Neuroprotective effect of quercetin through targeting key genes involved in aluminum chloride induced Alzheimer’s disease in rats
Published in Egyptian Journal of Basic and Applied Sciences, 2023
Hala A Elreedy, Asmaa M. Elfiky, Asmaa Ahmed Mahmoud, Khadiga S. Ibrahim, Mohamed A Ghazy
Gamma-secretase is an intramembrane aspartyl protease which engaged in Alzheimer’s disease through the proteolysis of APP. Thus, gamma-secretase creates the pathogenic Aβ 1–42 peptide that causes amyloid plaques [43,44]. A protein called Presenilin I (PSEN1) belongs to the aspartic protease family and is involved in the control of intramembrane proteolysis [8]. PSEN1 was believed to be a central, catalytic moiety of the gamma-secretase complex. PSEN1 was reported to be capable of cleaving substrates in the absence of Nicastrin (NCT), APH1 and presenilin enhancer-2 (PEN-2) in an activity assay performed in the liposomes [45]. Therefore, PSEN1 is a candidate target gene in drug design against AD. In the current research, we evaluated the levels of PSEN1 and APH1, two different components of gamma-secretase, in the hippocampus of rat brains.

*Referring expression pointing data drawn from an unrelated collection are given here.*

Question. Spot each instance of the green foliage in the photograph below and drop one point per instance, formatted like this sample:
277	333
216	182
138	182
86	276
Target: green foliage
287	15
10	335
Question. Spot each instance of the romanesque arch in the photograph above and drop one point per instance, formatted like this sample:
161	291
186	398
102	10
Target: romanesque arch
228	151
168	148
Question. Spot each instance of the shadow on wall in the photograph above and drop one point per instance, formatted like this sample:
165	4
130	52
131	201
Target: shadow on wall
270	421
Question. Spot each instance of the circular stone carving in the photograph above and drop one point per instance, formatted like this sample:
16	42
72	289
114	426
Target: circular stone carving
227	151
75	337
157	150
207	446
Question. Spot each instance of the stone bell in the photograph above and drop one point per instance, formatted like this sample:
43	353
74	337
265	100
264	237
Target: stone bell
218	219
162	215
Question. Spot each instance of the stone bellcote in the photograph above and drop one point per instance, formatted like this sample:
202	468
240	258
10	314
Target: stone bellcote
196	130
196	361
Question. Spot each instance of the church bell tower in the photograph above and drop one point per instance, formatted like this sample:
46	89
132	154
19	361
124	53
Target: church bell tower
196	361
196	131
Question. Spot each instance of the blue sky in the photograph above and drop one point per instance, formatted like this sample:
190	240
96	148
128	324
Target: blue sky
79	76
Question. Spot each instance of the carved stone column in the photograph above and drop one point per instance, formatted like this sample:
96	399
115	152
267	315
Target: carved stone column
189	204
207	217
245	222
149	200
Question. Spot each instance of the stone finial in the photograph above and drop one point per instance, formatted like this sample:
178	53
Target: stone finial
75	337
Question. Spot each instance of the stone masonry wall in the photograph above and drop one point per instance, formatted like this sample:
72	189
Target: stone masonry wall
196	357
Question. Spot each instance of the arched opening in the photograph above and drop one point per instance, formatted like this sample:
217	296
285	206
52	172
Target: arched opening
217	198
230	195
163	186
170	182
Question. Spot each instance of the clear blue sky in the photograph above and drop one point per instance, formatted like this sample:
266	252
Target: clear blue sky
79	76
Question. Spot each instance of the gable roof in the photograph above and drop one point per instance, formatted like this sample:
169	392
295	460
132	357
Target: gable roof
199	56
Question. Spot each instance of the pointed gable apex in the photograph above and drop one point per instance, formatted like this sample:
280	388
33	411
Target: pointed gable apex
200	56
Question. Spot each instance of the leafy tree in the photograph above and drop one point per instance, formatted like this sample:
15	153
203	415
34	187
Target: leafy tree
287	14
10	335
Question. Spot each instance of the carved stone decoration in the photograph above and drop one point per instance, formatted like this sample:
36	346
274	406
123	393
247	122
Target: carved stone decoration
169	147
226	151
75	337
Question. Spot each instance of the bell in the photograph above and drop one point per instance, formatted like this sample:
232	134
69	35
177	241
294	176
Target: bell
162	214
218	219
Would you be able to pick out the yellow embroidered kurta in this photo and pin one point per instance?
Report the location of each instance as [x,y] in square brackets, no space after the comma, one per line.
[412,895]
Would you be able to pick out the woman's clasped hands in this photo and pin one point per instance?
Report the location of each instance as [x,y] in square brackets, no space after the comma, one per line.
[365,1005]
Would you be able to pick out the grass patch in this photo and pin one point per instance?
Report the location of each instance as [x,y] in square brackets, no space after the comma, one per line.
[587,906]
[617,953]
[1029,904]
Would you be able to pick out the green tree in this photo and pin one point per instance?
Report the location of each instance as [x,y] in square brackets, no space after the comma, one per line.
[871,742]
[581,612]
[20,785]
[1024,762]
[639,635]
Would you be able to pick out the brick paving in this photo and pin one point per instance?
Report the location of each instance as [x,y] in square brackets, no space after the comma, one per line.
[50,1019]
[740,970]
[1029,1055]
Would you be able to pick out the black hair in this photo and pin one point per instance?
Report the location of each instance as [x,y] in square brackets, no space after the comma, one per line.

Both PSEN1 and APH1 levels were elevated in the AlCl3-induced AD group in comparison with the normal group. Meanwhile, PSEN1 gene expression level was significantly decreased in co-administration of AlCl3 with Q 50 mg kg-1 to AlCl3-induced AD rat. Suggesting that polyphenols could act as an inhibitor of PSEN1, a study by Lakey-Beitia and Berrocal [46] intended that polyphenols could occupy the active site of gamma-secretase (displacing the water molecule needed for catalysis by the enzyme), would inactivate the enzyme and decrease Aβ formation. On the other hand, Q at 50 mg kg-1 to AlCl3 -induced AD rats showed no significant effect on APH1gene expression compared to AlCl3 group.